Inspire Brands is a multi-brand restaurant company whose current portfolio nearly 32,000 Arby’s, Baskin-Robbins, Buffalo Wild Wings (BWW), Dunkin’, Jimmy John’s, Rusty Taco, and SONIC Drive-In locations worldwide. The company was founded in 2018 and is headquartered in Atlanta, Georgia.
This project particularly focuses on the BWW's beer selection process. The brand sells beer in three ways: through bottles, cans, and taps, with the majority of beer sold from taps. When determining which beer brands to place on tap, the corporate locations’ product mixes across the nation are determined at the corporate level and consider a variety of factors, such as regionality, sales, and consumer preferences. Beer brands placed on tap range from nationally recognized brands to regionally recognized brands.
After the acquisition of Buffalo Wild Wings in 2018, the Inspire Brands management team identified a discrepancy in the brand’s proportion of total sales from beer compared to the industry standard for sports bars. The team stated that this difference stems from inconsistencies between beer supplied and demanded and a lack of data-driven insights within the beer selection process. The team expressed the need to move from a corporate-level selection process to a sports bar-level selection process to account for the growing shift in demand from national, well-recognized brands to regional, hyper-local brands. With these challenges in mind, two opportunities have been identified to address the design problems. First, create product demand forecasting on at the sports bar level, and second, streamline the beer selection process. Both opportunities are completed as a proof of concept based upon the sports bar locations in Georgia. By doing so, the proposed system will generate the most profitable product mixes on a sports bar-by-sports bar and month-by-month basis. The objective of this project is to increase profit in a two-fold process by 1) increasing revenue through capturing market potential and 2) decreasing costs through minimizing unused product.

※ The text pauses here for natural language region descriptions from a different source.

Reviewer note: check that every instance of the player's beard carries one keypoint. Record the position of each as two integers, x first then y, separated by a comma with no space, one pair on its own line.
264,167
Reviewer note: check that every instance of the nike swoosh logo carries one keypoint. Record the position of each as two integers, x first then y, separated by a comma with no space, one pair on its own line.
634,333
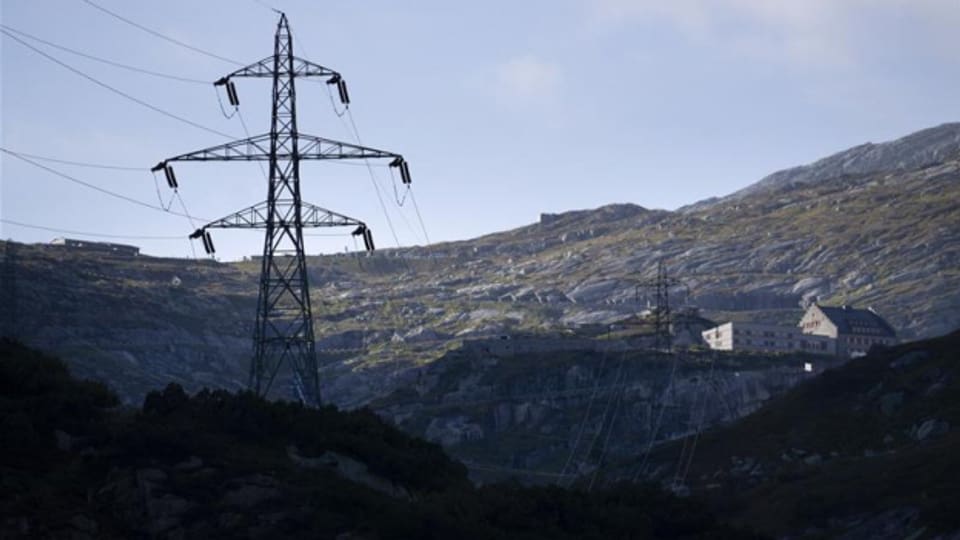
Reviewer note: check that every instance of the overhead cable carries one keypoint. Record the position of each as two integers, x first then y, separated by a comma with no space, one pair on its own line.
91,186
160,35
80,163
104,60
82,233
115,90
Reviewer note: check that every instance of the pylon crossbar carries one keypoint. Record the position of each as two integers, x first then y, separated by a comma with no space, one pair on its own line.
258,149
283,331
264,68
258,215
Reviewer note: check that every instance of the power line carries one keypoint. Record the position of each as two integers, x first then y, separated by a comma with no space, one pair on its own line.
112,89
92,235
159,35
91,186
104,60
80,163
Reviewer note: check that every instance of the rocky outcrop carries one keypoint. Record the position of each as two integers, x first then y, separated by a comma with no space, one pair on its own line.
538,415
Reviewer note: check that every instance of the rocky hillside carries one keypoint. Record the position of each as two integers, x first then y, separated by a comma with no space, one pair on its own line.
558,417
221,465
874,226
868,450
916,151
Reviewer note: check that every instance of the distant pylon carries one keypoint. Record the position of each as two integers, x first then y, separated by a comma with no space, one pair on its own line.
284,327
8,292
662,316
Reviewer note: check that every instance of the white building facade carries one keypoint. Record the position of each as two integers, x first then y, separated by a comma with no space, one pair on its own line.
766,338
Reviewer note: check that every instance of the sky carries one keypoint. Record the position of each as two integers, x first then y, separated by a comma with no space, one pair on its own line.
503,109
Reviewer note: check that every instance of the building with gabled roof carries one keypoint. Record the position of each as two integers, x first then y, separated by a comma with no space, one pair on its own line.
856,330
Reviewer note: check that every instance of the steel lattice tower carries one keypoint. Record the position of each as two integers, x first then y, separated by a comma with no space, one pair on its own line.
283,332
662,316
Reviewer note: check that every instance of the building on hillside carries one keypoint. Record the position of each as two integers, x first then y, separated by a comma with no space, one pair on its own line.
766,338
856,330
100,247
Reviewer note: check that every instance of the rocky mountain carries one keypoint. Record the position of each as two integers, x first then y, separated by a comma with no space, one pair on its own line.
876,226
916,151
867,450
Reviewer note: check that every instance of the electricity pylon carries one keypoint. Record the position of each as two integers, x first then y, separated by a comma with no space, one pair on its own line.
662,317
284,327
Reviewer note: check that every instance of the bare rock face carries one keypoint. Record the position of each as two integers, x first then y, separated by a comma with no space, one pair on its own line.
916,151
874,226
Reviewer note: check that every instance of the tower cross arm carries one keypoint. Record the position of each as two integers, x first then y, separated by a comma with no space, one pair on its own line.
312,147
264,68
257,217
258,149
252,149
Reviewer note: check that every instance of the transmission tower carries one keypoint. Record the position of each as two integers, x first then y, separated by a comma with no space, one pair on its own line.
283,332
8,291
662,317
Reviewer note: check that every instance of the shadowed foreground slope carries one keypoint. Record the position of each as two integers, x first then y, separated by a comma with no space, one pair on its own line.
868,450
231,465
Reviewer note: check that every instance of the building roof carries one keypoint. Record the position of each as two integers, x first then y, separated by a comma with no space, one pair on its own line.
850,320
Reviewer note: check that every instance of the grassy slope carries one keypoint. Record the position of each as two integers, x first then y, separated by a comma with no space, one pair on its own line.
859,422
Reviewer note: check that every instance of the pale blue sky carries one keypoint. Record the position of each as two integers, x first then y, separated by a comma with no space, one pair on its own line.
503,109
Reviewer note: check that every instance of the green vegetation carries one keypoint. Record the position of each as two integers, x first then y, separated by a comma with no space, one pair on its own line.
876,435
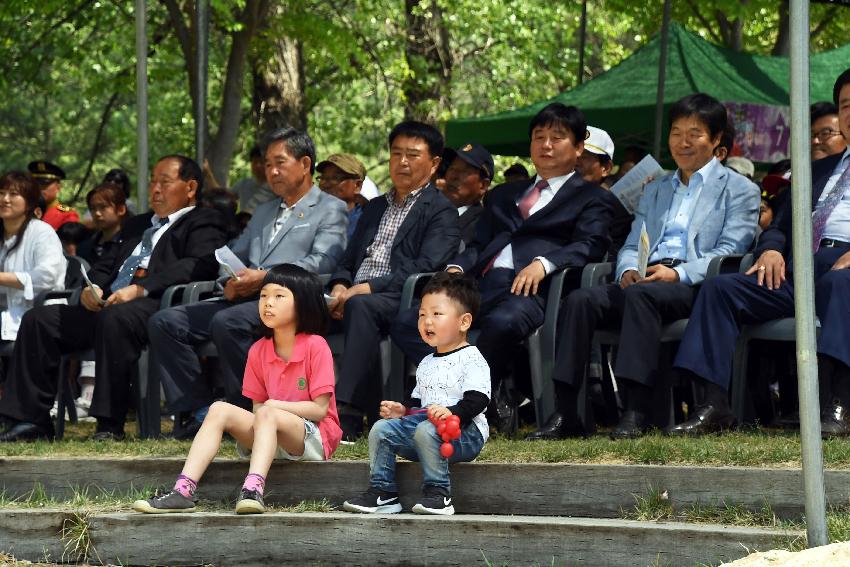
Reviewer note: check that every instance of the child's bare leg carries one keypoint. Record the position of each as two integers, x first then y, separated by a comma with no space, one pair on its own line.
273,427
221,417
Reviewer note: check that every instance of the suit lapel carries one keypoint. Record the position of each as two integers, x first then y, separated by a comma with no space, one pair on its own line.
297,217
712,188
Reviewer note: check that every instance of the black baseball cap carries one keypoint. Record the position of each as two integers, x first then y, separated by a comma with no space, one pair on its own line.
475,155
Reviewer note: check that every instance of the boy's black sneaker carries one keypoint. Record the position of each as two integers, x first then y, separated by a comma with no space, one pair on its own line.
435,500
250,502
165,503
374,501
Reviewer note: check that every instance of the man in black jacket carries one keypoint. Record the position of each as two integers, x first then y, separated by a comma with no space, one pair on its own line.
413,228
172,245
529,229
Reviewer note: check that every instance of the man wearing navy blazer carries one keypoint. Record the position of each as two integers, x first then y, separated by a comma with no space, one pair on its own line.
173,245
413,228
763,293
303,226
700,211
528,229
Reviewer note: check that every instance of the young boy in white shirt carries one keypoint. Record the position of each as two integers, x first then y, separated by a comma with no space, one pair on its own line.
454,380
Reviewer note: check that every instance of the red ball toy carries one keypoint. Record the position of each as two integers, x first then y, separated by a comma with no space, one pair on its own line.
446,450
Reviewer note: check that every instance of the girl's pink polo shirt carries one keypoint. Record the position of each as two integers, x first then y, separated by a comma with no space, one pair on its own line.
308,374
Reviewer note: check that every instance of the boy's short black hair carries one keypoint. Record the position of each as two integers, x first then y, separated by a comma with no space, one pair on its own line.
560,114
311,311
414,129
705,108
458,287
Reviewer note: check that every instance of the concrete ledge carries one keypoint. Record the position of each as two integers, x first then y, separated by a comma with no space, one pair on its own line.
600,491
347,539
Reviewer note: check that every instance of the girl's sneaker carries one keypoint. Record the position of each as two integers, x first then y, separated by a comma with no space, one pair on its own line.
250,502
435,501
165,504
374,501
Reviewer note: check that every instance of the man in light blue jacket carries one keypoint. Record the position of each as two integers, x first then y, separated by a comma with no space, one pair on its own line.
700,211
304,226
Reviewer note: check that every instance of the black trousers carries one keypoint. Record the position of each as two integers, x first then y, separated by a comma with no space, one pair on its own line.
366,321
504,320
640,311
174,334
117,333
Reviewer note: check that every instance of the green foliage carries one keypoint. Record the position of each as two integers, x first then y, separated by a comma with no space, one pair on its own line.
67,68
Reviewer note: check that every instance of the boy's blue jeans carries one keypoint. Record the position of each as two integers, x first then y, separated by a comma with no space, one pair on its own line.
415,438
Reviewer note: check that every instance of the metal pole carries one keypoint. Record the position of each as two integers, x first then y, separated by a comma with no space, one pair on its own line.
662,70
582,40
201,38
804,296
141,106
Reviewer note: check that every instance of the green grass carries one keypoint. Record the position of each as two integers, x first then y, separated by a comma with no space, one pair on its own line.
755,447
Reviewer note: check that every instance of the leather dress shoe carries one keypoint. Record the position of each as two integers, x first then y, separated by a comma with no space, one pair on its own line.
632,425
24,431
707,419
834,421
507,413
555,428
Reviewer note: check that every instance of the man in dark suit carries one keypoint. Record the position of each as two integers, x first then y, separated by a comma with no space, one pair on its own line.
528,230
468,177
764,293
172,245
413,228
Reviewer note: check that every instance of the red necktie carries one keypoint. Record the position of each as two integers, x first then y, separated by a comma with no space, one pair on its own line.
525,205
531,198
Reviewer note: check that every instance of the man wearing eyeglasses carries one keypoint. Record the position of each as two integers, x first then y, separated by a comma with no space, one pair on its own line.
826,135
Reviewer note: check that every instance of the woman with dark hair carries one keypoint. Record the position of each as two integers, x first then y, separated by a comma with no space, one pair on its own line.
31,259
108,207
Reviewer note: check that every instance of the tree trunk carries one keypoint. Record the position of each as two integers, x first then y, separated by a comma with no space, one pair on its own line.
221,147
429,60
279,98
782,47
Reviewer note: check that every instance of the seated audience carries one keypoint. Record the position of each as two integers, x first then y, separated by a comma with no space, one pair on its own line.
827,139
468,176
528,230
413,228
303,226
107,204
31,259
172,244
766,292
49,177
342,176
700,211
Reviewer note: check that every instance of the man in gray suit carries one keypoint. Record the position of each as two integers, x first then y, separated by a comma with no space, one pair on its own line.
700,211
304,226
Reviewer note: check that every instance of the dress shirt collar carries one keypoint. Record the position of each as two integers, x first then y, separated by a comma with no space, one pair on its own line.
703,173
172,218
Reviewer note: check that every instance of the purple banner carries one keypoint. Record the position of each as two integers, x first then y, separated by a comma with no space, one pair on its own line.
762,133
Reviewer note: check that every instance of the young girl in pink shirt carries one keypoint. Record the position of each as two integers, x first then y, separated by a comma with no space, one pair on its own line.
289,376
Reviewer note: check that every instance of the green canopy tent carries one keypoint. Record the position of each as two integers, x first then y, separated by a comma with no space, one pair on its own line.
622,100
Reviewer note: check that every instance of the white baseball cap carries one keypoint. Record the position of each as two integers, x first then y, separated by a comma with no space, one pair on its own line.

To address the challenges, the design strategy is divided into three distinct stages: the training, processing, and solving stage. The first stage is the training stage. This stage utilizes a product demand forecasting model trained on historical sales data to understand which beers worked well on tap and why. The next stage is the processing stage. This stage utilizes the product demand forecasting model’s predictions to calculate the marginal value (i.e. additional profit) of adding a beer style to a product mix. Lastly, the solving stage utilizes an integer program optimization model that evaluates the marginal values for each beer style and solves for the product mix of highest profit. Lastly, the final output/deliverable is the monthly selection of beer styles at each sports bar, constrained by the number of taps available at a particular bar. The deliverable also contains the projected volume demanded for a beer during a given month. Each stage possesses its own validation approach, ranging from performance plotting to statistical analysis to sensitivity analysis.
The deliverable provided to the client encapsulates the three stages of the design strategy into a user-friendly application, called the Product Mix Selection Application. Once implemented, this application can utilize any inputted data from a given time period and region in the country. The Product Mix Selection Application, a locally-run desktop application, enables the Buffalo Wild Wings team to generate sports bar-specific monthly product mixes. The application’s interface utilizes human-computer interaction design principles and is minimalistic and intuitive. In addition, an accessible Help window, regular feedback on calculation progress, and carefully designed affordances aid in user adoption. In a series of button clicks, users have the ability to upload point of sales data, cost data, and promotional data to train the model. The last step outputs a CSV file of sports bar-specific monthly product mixes for the desired time period, including a range of values for expected demand.
Value and Impact
The value of the project is measured by comparing the proposed system’s projected profit to historical profit in 2019. After finding the difference between those two values, the proposed system observed, an increase in annual profit per sports bar, thus leading to a $"confidential" increase in annual profit across all corporate locations in Georgia. In regards to increasing profit, the proposed system observed a $"X" average annual increase in sales per sports bar by capturing market potential and thus providing customers with the beer they want to drink. Additionally, the proposed system observed a $"Y" average annual increase in costs per sports bar. Costs will increase when more demand is introduced into the system due to the fact that the system experiences such an increase in sales. Lastly, the proposed system reduces the time that it takes to select which beers to place on tap, moving from a six-month process to a two-week process. As the process is automated and streamlined, the need for assistance in the beer selection process will be minimized.